Stomatos vol.18 no.34 Canoas Jan./Jun. 2012

SCIENTIFIC ARTICLE

Immunohistochemical Analysis of Metalloproteases in Dentigerous Cysts, Radicular Cysts and Keratocystic Odontogenic Tumors: Systematic Review

Análise Imunoistoquímica de Metaloproteases nos Cistos Dentígeros, Cistos Radiculares e Tumores Odontogênicos Ceratocísticos: Revisão Sistemática

Rafaela Scariot¹; Imara Castro Morosini¹; Cassius Carvalho Torres-Pereira²; José Miguel Céspedes Amenabar²; Nelson Luis Barbosa Rebellato³; Renato Cordeiro Gugisch⁴

¹DDS, Students of Master’s Program in Dentistry, Universidade Federal do Paraná, Curitiba, Brazil.
²Professors, Oral Diagnoses, Department of Stomatology, School of Dentistry, Universidade Federal do Paraná, Curitiba, Brazil.
³Professor, Oral and Maxillofacial Surgery and Trauma, Department of Stomatology, School of Dentistry, Universidade Federal do Paraná, Curitiba, Brazil.
⁴Professor, Odontopediatrics, Department of Stomatology, School of Dentistry, Universidade Federal do Paraná, Curitiba, Brazil.

Corresponding Author:

ABSTRACT

Evidence suggests that metalloprotease expression may affect the biological behavior of odontogenic lesions. This study was conducted to review the literature about the role of metalloproteases in the development of odontogenic lesions. A search was carried out using one database, MEDLINE, via PubMed. Only articles written in English were included.

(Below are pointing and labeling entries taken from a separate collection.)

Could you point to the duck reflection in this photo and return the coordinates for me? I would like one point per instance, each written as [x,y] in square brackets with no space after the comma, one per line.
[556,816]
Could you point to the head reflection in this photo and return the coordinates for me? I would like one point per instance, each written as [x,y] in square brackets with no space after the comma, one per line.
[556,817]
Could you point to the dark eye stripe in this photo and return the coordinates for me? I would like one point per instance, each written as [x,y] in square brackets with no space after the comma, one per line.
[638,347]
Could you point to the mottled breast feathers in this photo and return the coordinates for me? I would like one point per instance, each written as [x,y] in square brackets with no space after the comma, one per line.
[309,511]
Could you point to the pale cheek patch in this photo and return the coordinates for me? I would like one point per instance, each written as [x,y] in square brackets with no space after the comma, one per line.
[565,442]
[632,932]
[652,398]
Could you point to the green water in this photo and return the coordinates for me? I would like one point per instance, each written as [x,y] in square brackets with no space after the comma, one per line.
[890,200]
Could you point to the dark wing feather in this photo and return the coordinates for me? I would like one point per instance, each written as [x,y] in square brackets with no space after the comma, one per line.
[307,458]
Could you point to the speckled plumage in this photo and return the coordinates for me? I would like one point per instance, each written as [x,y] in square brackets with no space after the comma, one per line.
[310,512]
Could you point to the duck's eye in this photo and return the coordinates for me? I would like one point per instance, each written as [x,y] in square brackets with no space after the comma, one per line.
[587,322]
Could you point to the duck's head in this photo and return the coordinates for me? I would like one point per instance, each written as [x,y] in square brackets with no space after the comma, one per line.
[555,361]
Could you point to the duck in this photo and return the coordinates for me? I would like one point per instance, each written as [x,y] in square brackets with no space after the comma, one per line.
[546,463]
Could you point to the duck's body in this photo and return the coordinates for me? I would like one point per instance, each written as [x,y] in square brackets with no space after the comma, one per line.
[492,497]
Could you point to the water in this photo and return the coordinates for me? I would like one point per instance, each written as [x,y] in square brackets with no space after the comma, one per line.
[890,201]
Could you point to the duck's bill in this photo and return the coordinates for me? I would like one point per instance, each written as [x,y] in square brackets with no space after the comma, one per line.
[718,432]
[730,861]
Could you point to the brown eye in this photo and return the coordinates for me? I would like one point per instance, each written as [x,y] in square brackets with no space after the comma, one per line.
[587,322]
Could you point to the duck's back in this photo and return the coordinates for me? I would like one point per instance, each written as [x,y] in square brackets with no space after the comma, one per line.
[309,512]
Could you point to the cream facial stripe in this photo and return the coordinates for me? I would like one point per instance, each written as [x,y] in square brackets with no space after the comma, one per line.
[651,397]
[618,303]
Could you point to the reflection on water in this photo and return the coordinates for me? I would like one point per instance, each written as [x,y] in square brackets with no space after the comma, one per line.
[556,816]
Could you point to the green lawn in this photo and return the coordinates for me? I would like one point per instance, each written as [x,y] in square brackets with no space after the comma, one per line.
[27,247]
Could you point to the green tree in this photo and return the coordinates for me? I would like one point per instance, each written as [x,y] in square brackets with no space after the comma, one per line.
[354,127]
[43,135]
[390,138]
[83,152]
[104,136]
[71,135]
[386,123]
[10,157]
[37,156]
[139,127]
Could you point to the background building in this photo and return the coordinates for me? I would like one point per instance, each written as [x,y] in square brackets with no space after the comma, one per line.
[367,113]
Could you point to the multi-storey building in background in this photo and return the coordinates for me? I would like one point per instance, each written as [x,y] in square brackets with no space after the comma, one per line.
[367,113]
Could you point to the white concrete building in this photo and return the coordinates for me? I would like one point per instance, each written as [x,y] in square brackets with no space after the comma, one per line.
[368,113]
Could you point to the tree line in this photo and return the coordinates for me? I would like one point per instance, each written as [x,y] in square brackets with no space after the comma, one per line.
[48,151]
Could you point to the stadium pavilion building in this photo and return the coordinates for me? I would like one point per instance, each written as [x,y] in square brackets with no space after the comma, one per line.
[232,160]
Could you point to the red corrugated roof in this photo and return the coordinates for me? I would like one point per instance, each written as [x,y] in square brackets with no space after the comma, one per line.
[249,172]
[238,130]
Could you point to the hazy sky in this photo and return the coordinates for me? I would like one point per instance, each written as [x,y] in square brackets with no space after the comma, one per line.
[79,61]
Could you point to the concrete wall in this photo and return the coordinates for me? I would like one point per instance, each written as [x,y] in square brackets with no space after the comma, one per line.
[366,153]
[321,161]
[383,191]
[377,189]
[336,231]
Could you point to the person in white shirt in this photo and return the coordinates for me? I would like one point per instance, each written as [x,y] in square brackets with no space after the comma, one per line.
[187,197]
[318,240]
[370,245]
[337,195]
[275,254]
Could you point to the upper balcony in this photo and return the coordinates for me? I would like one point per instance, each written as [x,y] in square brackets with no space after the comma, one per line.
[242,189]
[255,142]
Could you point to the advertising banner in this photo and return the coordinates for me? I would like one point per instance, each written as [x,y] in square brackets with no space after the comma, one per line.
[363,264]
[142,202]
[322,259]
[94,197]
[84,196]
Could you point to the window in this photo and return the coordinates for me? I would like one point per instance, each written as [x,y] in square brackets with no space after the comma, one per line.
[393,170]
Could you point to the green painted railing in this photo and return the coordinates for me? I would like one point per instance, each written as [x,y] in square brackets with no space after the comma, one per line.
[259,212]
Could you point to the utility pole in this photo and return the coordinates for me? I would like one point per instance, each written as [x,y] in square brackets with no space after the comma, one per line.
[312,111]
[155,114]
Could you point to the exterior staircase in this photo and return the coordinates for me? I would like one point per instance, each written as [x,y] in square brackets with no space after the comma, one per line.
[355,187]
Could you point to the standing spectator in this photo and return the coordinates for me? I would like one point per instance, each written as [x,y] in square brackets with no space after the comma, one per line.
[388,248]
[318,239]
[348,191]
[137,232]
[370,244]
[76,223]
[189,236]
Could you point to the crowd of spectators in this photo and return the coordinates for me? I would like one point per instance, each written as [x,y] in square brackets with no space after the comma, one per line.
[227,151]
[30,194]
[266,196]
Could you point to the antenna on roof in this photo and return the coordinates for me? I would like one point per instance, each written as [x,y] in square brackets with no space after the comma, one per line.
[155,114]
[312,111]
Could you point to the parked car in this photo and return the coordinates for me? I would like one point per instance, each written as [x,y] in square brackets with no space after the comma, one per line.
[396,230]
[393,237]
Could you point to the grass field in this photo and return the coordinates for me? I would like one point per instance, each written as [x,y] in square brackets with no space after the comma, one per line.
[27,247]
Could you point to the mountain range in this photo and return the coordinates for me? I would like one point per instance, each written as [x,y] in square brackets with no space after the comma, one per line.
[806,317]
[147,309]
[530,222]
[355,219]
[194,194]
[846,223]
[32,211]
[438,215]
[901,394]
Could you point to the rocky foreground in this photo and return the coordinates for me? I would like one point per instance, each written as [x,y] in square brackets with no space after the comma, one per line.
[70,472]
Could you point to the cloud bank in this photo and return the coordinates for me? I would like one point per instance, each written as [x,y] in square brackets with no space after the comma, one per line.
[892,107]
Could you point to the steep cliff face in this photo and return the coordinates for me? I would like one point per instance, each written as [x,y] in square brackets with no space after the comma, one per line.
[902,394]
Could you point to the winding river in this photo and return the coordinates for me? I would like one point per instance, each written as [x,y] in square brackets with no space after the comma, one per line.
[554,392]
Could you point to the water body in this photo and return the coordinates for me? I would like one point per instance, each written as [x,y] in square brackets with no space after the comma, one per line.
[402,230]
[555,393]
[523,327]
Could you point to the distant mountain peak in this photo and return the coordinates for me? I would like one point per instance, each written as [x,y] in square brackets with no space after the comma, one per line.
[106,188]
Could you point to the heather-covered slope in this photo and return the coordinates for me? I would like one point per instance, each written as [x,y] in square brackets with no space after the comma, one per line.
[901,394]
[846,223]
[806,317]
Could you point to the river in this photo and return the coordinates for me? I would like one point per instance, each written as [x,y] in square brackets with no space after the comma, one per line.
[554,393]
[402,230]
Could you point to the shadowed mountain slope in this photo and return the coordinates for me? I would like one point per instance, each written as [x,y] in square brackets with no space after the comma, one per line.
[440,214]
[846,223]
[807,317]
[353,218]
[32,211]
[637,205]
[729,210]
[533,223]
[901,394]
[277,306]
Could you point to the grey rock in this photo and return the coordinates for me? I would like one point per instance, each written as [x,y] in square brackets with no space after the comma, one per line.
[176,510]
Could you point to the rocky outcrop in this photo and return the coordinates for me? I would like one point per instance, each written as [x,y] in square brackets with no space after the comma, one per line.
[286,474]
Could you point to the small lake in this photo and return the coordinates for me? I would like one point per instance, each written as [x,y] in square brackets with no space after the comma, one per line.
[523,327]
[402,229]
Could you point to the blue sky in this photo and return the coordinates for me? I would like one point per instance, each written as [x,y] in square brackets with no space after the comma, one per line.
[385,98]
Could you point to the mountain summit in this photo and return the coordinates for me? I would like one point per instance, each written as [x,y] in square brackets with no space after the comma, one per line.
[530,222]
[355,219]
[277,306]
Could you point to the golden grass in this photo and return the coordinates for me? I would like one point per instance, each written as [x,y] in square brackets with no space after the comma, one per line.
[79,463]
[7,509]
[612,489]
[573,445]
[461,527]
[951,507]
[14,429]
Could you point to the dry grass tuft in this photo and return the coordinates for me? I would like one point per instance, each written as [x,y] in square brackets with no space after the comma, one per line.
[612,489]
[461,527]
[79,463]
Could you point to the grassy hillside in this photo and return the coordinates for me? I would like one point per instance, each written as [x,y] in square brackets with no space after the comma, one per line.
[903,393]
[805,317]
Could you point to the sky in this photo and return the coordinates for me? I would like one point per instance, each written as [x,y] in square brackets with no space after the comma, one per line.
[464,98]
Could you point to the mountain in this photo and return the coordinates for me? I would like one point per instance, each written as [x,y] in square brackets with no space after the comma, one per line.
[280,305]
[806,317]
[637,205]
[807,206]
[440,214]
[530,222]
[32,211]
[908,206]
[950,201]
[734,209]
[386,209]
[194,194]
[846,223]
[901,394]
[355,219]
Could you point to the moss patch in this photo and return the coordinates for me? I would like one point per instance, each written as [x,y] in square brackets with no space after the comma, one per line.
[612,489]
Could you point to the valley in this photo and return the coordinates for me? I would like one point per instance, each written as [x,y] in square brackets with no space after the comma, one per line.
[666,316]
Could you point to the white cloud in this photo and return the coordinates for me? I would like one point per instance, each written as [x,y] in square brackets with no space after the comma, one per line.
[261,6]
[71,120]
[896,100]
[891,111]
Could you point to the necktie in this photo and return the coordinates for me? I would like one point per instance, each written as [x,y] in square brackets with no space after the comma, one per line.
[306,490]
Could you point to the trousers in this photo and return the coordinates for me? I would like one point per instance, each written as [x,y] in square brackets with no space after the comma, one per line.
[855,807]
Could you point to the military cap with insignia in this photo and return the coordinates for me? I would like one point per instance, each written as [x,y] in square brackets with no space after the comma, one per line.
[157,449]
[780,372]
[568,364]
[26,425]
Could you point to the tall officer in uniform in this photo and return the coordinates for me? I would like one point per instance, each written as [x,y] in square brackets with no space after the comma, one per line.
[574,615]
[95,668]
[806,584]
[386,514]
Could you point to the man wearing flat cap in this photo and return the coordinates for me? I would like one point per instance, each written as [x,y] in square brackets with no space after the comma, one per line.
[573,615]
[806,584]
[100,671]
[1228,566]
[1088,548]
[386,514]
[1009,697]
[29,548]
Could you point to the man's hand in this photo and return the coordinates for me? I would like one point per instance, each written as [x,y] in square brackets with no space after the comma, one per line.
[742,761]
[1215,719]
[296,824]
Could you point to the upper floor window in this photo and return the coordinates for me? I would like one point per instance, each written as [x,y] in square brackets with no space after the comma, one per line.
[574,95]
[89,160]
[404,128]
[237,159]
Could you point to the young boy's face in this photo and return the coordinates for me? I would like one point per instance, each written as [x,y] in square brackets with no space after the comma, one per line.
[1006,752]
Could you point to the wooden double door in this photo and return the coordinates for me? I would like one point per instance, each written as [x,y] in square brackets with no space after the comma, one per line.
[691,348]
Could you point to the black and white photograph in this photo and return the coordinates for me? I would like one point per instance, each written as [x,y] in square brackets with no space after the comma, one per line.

Abstracts of all articles retrieved in the electronic search were evaluated for their relevance. Three articles met inclusion criteria. They analyzed the role of MMP-2, MMP-8 and MMP-13 in radicular cysts, dentigerous cysts and keratocystic odontogenic tumors, and of MMP-1, MMP-7 and MMP-27 in keratocystic odontogenic tumors. The immunostaining technique used for all studies was similar, differing only in type of staining used. Different immunoreactivity results were found in the studies. The pattern of metalloprotease expression in odontogenic lesions was different from the pattern found in other lesions. In the studies analyzed, there was a significant positive immunoreactivity for metalloproteases in odontogenic lesions, particularly in keratocystic odontogenic tumors, a finding that may explain KCOT aggressiveness.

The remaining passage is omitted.